1 Boudicca was catastrophically defeated

In a devastating battle succumbing to Roman rule in Britain, Boudicca’s army was comprehensively defeated, with 80,000 killed, according to Roman historian Tacitus.

2 She destroyed London

In the build-up to the battle, Londinium was burnt to the ground and all remaining inhabitants were killed.

3 She destroyed Essex

Well, the town of Colchester – then the capital of Roman Britain.

4 She destroyed the commuter belt

Her warriors destroyed St Albans, of Hertfordshire – then known as Verulamium.

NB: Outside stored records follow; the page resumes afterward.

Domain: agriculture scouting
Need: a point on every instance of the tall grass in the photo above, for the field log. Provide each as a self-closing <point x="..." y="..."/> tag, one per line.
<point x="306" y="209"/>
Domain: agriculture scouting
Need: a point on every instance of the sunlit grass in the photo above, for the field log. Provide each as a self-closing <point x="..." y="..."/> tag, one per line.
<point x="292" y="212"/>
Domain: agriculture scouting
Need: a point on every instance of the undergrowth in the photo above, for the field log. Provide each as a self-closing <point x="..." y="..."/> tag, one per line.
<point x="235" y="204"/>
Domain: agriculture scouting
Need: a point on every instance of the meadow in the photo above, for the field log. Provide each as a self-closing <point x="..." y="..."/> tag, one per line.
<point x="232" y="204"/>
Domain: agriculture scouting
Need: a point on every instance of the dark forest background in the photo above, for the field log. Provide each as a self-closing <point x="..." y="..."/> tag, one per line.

5 She was complacent about winning

So sure were the Britons that they’d win, their families – including women and children – were stationed in a crescent of wagons around the battle field to witness the expected overwhelming victory. They were massacred.

6 Her army was ill-equipped

Despite heavily outnumbering the Romans, Boudicca’s rebels weren’t equipped properly to do battle.

7 She took her own life

Boudicca poisoned herself after the defeat, according to Tacitus.

8 Europe ran Britain for 400 years afterwards

Boudicca’s defeat led to Roman rule for almost four centuries.

9 Actually this is a very good analogy for Brexit

Underprepared, complacent, over-confident, and entirely self-destructive? Well done, Nick Timothy.